In this paper, the author opines that the role for innate immune system is to select and keep beneficial microbes rather than fight off pathogens. The author made such conclusion based on experiments on Hydra polyps, where compared to control polyps, Hydra with specific deficiency in anti-microbial peptide, arminin, has a different microbial flora, suggesting that innate immune sensing were driving microbiota selection. The author also speculated that gene responsible for Hydra's immortality, FoxO, affected Hydra's innate immune system as well.  

Why is this idea so important? We were thought to believe the immune system is directed to defend against virulent pathogens. But what if immune system keeps "friendly" microbes as proxies to defend against pathogenic ones. This can be a mutually beneficial arrangement. The host will provide nutrition and living space and microbiota (not just in the gut lumen, but on the lung epithelial surface, on the skin surface, etc) will defend against uninvited "guests".
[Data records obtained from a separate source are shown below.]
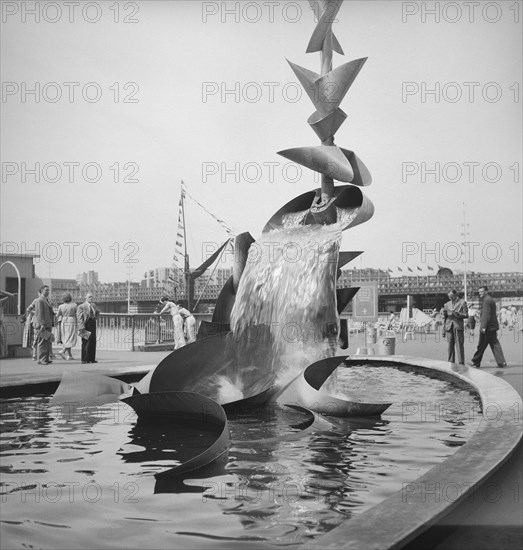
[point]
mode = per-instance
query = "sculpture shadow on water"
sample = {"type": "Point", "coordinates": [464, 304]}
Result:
{"type": "Point", "coordinates": [275, 330]}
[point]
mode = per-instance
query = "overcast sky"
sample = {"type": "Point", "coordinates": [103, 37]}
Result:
{"type": "Point", "coordinates": [158, 91]}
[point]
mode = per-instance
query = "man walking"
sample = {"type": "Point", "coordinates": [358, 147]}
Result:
{"type": "Point", "coordinates": [43, 325]}
{"type": "Point", "coordinates": [87, 313]}
{"type": "Point", "coordinates": [455, 311]}
{"type": "Point", "coordinates": [488, 331]}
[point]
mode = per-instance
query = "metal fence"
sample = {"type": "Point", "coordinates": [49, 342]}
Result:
{"type": "Point", "coordinates": [130, 331]}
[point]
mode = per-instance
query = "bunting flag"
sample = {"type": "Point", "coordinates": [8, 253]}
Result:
{"type": "Point", "coordinates": [180, 254]}
{"type": "Point", "coordinates": [179, 246]}
{"type": "Point", "coordinates": [228, 229]}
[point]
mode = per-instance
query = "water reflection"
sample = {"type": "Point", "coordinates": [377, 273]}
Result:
{"type": "Point", "coordinates": [287, 476]}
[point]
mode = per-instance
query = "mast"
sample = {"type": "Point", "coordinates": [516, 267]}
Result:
{"type": "Point", "coordinates": [186, 271]}
{"type": "Point", "coordinates": [465, 235]}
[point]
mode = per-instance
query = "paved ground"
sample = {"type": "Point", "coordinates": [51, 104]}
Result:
{"type": "Point", "coordinates": [24, 371]}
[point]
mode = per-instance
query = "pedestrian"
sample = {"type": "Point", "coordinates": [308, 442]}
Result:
{"type": "Point", "coordinates": [86, 315]}
{"type": "Point", "coordinates": [172, 308]}
{"type": "Point", "coordinates": [189, 324]}
{"type": "Point", "coordinates": [43, 324]}
{"type": "Point", "coordinates": [29, 336]}
{"type": "Point", "coordinates": [454, 312]}
{"type": "Point", "coordinates": [67, 312]}
{"type": "Point", "coordinates": [471, 322]}
{"type": "Point", "coordinates": [4, 296]}
{"type": "Point", "coordinates": [488, 331]}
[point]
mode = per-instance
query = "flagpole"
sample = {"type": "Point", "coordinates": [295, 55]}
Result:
{"type": "Point", "coordinates": [464, 234]}
{"type": "Point", "coordinates": [186, 255]}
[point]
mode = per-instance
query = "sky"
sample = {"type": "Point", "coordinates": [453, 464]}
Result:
{"type": "Point", "coordinates": [129, 98]}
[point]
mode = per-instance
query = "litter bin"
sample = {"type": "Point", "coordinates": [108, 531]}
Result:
{"type": "Point", "coordinates": [371, 335]}
{"type": "Point", "coordinates": [387, 345]}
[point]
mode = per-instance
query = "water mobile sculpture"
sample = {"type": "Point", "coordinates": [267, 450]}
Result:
{"type": "Point", "coordinates": [188, 384]}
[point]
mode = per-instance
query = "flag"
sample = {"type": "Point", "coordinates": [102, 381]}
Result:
{"type": "Point", "coordinates": [228, 229]}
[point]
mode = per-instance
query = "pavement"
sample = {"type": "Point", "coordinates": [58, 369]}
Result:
{"type": "Point", "coordinates": [23, 371]}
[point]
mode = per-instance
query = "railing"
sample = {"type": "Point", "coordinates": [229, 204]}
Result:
{"type": "Point", "coordinates": [129, 331]}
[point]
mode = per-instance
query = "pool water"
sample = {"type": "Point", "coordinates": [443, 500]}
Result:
{"type": "Point", "coordinates": [95, 478]}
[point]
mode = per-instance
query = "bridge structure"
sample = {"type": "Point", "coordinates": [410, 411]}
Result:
{"type": "Point", "coordinates": [427, 291]}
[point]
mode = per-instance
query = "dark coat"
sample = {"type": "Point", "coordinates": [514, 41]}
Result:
{"type": "Point", "coordinates": [488, 319]}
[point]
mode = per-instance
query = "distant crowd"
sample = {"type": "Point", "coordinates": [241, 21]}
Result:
{"type": "Point", "coordinates": [43, 326]}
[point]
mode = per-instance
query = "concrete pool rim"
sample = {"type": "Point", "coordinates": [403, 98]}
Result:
{"type": "Point", "coordinates": [405, 515]}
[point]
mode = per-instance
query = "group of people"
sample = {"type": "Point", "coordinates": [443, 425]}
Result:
{"type": "Point", "coordinates": [455, 312]}
{"type": "Point", "coordinates": [184, 323]}
{"type": "Point", "coordinates": [70, 322]}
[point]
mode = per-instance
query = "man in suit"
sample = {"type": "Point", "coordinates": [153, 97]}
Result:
{"type": "Point", "coordinates": [454, 312]}
{"type": "Point", "coordinates": [43, 325]}
{"type": "Point", "coordinates": [488, 331]}
{"type": "Point", "coordinates": [87, 313]}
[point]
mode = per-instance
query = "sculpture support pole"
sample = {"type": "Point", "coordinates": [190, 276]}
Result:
{"type": "Point", "coordinates": [327, 182]}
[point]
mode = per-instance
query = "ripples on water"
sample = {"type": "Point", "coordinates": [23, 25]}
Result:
{"type": "Point", "coordinates": [94, 478]}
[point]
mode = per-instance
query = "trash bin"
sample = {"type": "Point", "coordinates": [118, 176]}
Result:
{"type": "Point", "coordinates": [387, 345]}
It is well known that good proportion of individuals in any given population is naturally immune against pathogens, known or new ones. We think it has to do with good immune system. But what does good immune system really mean? Maybe it has to do with microbiota diversity in such individuals? Microbiota diversity will be invariably linked with specific sets of immune genes that make microbiota diversity and their accommodation possible in the host. Mechanisms of accommodation of endogenous microbiota will be linked to mechanism of disease tolerance, a recently introduced new concept of host defense. It is much more easy to imagine that "disease tolerance" against virulent pathogens in individuals is a byproduct of microbiota accommodation by the host, a learned, adaptive process during the host ontogenesis.

"Selfish" view of immune system could explain why antibiotic treatment has such negative effect on the host, sometimes leading to development of allergic and autoimmune disease.